Zu den MES-Funktionen gehören unter anderem die Betriebsdatenerfassung (BDE) und die Maschinendatenerfassung (MDE). Alle Daten lassen sich in ProLeiS exakt den einzelnen Projekten und Aufträgen zuordnen. Damit baut die Fertigungsplanung auf einer auf Fakten basierenden Datenbasis sowie auf systematisierten Erfahrungswerten auf. Es lassen sich auch konkrete Was-wäre-wenn-Szenarien durchspielen, wie sie etwa bei einer Terminänderung, einem Eilauftrag oder unvorhergesehenen Störungen notwendig werden.
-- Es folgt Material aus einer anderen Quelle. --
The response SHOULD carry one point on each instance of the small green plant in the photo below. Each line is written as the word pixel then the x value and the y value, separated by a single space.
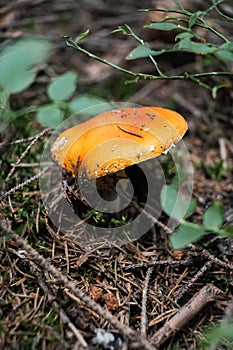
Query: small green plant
pixel 18 61
pixel 180 209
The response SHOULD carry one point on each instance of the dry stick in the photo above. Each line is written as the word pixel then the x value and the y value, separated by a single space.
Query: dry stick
pixel 226 320
pixel 91 304
pixel 144 300
pixel 185 314
pixel 160 262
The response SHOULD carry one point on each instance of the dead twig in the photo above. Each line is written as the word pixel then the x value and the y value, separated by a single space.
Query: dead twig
pixel 125 330
pixel 144 299
pixel 185 314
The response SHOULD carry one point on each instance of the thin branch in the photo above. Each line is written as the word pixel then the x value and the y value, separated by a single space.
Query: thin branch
pixel 207 294
pixel 125 330
pixel 144 300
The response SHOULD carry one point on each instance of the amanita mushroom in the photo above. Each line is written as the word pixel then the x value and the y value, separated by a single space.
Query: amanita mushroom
pixel 117 139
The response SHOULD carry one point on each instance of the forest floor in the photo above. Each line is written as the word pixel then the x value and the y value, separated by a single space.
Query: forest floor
pixel 143 293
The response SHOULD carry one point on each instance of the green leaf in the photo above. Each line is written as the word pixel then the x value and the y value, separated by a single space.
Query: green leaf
pixel 174 205
pixel 193 18
pixel 63 87
pixel 186 235
pixel 162 26
pixel 49 115
pixel 17 60
pixel 82 102
pixel 217 87
pixel 214 215
pixel 142 51
pixel 184 35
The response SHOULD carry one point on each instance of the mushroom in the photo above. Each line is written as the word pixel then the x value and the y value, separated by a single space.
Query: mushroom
pixel 106 148
pixel 117 139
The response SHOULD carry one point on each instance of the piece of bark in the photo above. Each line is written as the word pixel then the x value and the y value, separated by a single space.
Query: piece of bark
pixel 207 294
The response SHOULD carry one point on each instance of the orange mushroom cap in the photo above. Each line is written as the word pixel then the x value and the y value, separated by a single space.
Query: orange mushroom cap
pixel 114 140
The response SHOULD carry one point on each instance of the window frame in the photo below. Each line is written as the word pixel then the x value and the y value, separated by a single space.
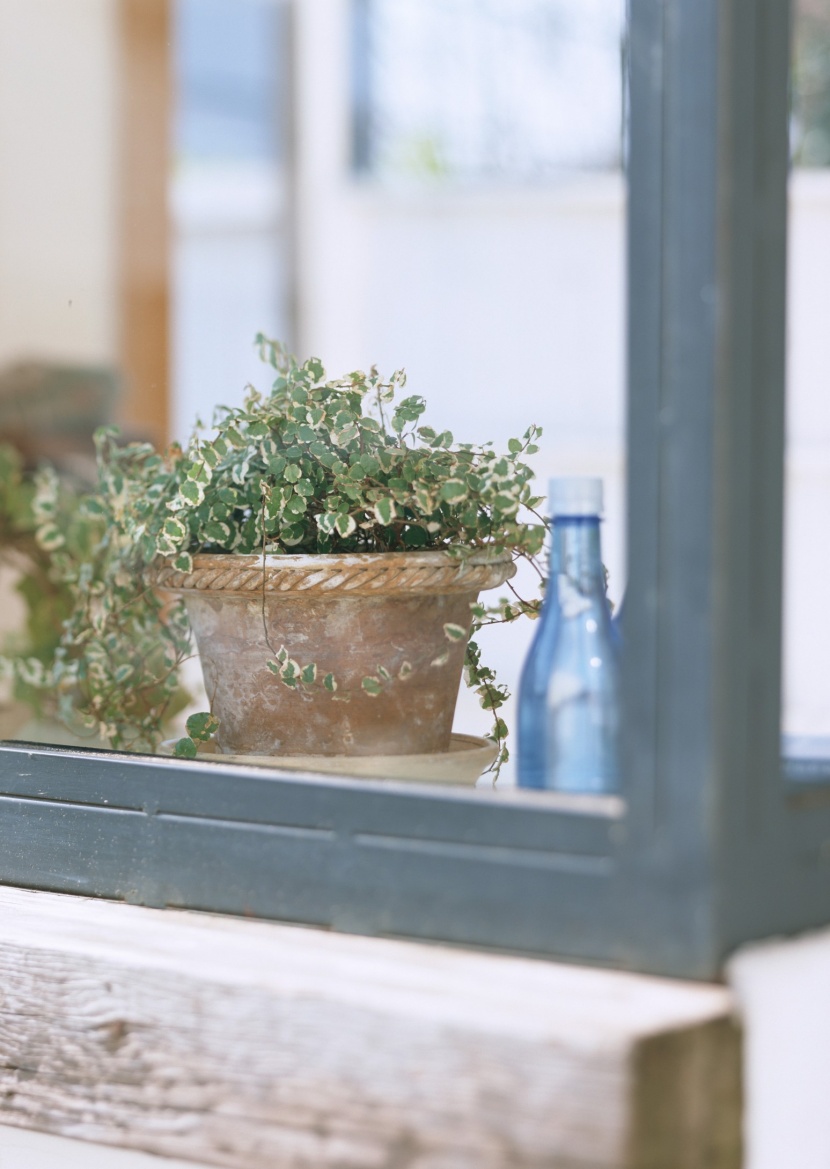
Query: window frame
pixel 711 845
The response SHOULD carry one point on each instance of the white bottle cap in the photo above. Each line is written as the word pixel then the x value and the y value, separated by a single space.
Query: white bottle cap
pixel 575 496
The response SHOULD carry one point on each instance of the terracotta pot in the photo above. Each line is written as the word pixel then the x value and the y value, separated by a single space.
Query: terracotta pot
pixel 350 615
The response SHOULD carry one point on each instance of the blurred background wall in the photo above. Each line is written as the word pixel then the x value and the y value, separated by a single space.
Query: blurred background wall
pixel 428 184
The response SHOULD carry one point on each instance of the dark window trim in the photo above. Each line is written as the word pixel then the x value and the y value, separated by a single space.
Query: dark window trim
pixel 711 848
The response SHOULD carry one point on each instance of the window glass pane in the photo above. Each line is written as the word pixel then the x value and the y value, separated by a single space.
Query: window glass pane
pixel 429 186
pixel 514 91
pixel 807 620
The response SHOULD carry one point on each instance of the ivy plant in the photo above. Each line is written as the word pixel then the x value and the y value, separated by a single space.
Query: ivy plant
pixel 313 465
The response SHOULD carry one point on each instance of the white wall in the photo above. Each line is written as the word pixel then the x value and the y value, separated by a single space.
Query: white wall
pixel 57 195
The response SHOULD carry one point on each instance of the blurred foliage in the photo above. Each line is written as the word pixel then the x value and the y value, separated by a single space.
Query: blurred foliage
pixel 810 123
pixel 42 582
pixel 48 601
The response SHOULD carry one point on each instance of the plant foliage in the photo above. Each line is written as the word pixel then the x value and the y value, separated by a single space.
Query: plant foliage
pixel 315 465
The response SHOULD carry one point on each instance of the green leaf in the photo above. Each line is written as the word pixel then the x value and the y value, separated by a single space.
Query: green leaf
pixel 454 491
pixel 184 562
pixel 345 524
pixel 193 492
pixel 174 530
pixel 202 725
pixel 385 511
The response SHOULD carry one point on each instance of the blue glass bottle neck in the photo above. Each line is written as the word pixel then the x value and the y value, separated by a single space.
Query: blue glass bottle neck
pixel 575 548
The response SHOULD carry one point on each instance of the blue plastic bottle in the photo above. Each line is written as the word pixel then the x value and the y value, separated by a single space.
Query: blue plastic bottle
pixel 568 693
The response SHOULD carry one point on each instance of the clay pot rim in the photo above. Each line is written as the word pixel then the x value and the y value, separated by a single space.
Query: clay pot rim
pixel 352 573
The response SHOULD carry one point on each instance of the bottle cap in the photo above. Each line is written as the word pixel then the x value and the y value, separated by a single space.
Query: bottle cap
pixel 575 496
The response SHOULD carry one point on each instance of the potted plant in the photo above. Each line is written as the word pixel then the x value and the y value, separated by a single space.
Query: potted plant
pixel 326 548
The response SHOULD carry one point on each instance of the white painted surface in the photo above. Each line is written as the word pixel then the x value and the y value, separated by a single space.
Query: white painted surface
pixel 57 196
pixel 256 1045
pixel 783 993
pixel 20 1149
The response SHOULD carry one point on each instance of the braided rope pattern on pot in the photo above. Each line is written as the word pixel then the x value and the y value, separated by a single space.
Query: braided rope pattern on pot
pixel 367 574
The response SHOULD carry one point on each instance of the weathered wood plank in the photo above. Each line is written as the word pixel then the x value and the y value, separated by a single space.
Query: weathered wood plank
pixel 260 1046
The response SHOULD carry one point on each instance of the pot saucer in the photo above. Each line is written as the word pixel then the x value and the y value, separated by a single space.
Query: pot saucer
pixel 467 758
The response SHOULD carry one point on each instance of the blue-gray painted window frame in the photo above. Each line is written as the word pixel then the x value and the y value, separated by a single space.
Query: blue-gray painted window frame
pixel 711 844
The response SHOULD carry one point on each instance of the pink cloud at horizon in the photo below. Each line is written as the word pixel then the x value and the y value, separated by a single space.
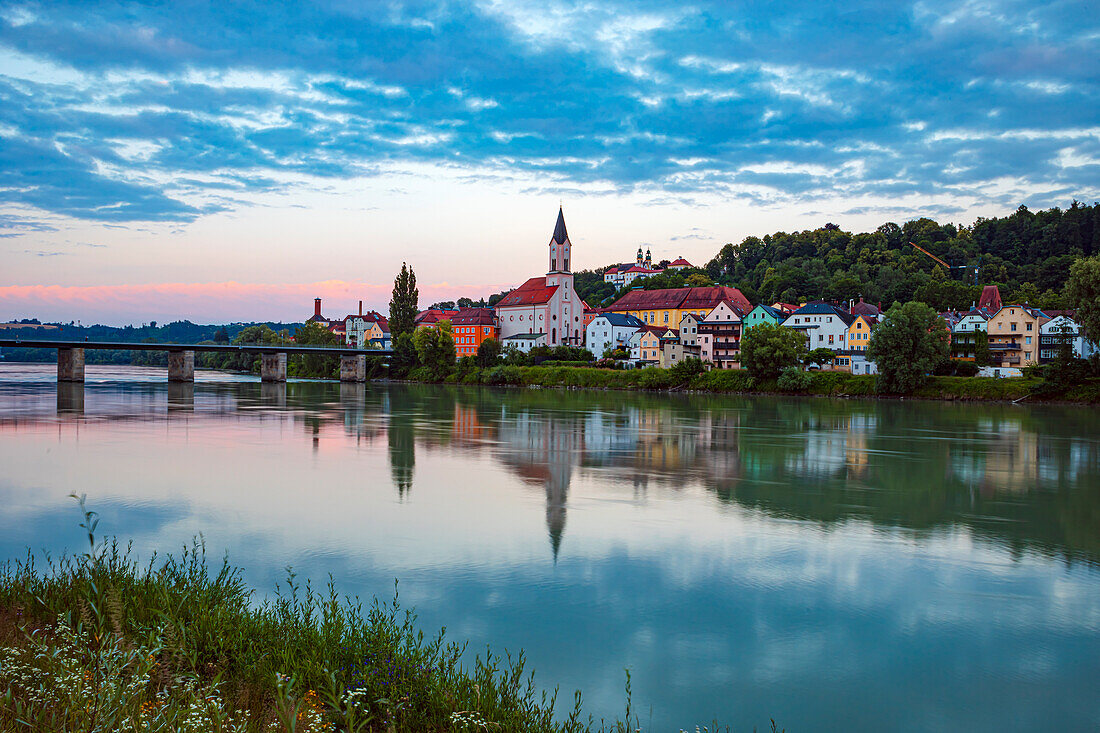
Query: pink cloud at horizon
pixel 210 303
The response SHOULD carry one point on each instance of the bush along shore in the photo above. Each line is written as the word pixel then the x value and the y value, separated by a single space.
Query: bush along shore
pixel 835 384
pixel 97 642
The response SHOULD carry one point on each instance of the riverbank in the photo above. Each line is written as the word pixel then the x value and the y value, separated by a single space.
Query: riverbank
pixel 98 642
pixel 835 384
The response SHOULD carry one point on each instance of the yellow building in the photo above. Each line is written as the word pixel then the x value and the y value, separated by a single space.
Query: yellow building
pixel 1013 336
pixel 859 332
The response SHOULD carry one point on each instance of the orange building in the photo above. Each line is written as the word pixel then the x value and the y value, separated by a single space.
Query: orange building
pixel 472 326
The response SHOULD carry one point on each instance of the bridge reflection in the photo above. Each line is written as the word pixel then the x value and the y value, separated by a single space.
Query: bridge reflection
pixel 1026 479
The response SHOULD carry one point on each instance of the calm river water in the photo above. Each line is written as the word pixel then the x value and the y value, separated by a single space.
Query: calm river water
pixel 834 565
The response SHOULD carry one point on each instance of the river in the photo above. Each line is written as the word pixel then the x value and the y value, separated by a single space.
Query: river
pixel 864 566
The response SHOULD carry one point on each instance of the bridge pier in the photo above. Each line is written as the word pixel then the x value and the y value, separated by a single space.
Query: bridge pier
pixel 180 365
pixel 353 368
pixel 273 367
pixel 70 364
pixel 70 397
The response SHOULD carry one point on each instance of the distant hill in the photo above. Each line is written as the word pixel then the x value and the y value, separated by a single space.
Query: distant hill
pixel 180 331
pixel 1026 254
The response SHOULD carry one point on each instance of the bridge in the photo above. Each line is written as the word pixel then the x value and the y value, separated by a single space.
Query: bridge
pixel 182 357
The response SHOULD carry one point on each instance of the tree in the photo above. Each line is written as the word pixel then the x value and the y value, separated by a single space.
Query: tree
pixel 316 365
pixel 685 369
pixel 906 347
pixel 820 357
pixel 488 352
pixel 1082 291
pixel 435 348
pixel 404 358
pixel 769 348
pixel 404 304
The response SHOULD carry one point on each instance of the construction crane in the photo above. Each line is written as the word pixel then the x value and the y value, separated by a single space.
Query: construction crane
pixel 917 247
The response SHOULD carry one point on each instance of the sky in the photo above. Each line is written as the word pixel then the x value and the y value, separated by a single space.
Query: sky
pixel 224 162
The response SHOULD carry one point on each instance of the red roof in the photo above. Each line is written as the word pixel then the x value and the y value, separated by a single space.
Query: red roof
pixel 473 317
pixel 990 298
pixel 686 298
pixel 534 292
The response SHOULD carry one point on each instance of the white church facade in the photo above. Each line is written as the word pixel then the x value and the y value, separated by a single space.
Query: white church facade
pixel 547 305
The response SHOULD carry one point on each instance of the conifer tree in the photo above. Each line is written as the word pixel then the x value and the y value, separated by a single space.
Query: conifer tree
pixel 404 305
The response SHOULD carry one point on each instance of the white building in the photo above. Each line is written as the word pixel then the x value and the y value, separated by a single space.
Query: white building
pixel 825 325
pixel 975 320
pixel 611 330
pixel 547 305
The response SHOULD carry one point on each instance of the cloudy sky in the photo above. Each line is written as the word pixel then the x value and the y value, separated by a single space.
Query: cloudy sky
pixel 233 162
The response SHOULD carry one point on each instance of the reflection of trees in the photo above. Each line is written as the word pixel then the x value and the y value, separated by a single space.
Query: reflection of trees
pixel 1023 478
pixel 402 437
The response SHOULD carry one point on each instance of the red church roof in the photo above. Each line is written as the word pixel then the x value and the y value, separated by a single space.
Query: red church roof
pixel 534 292
pixel 684 298
pixel 473 317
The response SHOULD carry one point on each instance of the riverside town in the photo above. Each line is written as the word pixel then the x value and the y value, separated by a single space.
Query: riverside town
pixel 428 367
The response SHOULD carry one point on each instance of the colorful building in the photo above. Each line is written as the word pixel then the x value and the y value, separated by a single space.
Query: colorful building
pixel 859 332
pixel 472 326
pixel 548 304
pixel 722 326
pixel 666 307
pixel 611 330
pixel 761 314
pixel 825 325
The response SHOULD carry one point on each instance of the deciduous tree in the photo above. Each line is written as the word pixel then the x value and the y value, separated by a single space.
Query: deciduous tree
pixel 404 304
pixel 768 349
pixel 1084 293
pixel 906 347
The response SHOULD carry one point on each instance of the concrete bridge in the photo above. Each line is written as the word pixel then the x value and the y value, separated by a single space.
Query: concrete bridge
pixel 182 357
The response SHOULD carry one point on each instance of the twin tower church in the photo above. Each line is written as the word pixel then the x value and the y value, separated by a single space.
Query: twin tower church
pixel 547 306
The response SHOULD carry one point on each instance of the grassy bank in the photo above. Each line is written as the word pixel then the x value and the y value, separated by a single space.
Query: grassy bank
pixel 738 381
pixel 100 643
pixel 97 642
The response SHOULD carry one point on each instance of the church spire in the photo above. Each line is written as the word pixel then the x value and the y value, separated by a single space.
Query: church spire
pixel 559 245
pixel 559 231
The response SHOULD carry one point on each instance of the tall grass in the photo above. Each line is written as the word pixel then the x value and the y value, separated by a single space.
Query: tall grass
pixel 97 642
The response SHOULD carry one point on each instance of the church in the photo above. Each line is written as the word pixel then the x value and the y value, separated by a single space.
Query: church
pixel 548 305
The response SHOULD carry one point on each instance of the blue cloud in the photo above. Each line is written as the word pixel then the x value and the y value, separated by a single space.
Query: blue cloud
pixel 119 113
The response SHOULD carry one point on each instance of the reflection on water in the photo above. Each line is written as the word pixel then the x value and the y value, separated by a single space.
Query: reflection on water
pixel 859 564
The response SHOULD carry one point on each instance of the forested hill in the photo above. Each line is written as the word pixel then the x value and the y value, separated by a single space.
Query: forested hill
pixel 1026 254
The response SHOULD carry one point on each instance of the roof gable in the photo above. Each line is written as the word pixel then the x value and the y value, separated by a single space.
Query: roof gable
pixel 534 292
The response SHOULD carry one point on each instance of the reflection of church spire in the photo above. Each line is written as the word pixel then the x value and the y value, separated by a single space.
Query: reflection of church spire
pixel 402 436
pixel 557 495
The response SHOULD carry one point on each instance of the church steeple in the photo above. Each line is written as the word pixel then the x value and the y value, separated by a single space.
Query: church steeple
pixel 560 245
Und dank der kontinuierlichen Rückmeldung aus dem Prozess lassen sich Abweichungen – positiv wie negativ – früh erkennen und passende Maßnahmen einleiten.
Konkretes Beispiel: Tebis Anwenderbericht Koller Formenbau GmbH
Keine Scheu vor exakten Zahlen!
In Zeiten, in denen die Gewinnmargen noch bei 35 Prozent lagen, war eine exakte Kalkulation nicht notwendig. Der „Daumenwert“ und das Bauchgefühl reichten aus. Heute sind die Margen der Werkzeugbauer in der Regel im unteren einstelligen Prozentbereich. Ein paar Prozentpunkte hin oder her sind da auf Dauer der Unterschied zwischen Erfolg und Insolvenz. Und es wird nicht einfacher, der Kostendruck wird weiter steigen. Daher ist es immer wichtiger, die exakten Zahlen aus der Fertigung zu kennen. Und zwar die jeweils aktuellen. Hier ist der Einsatz eines entsprechenden Softwaresystems sehr sinnvoll. Nicht des nächstbesten übrigens, sondern des für das jeweilige Unternehmen optimalen. Jetzt ist die Zeit, den Umgang mit den Fertigungsdaten auf ein gesundes, solides Fundament zu stellen. Auch wenn es Zeit und Geld kostet - es lohnt sich! Damit sich die Betriebe hierzulande auch in Zukunft erfolgreich dem weltweiten Wettbewerb stellen können.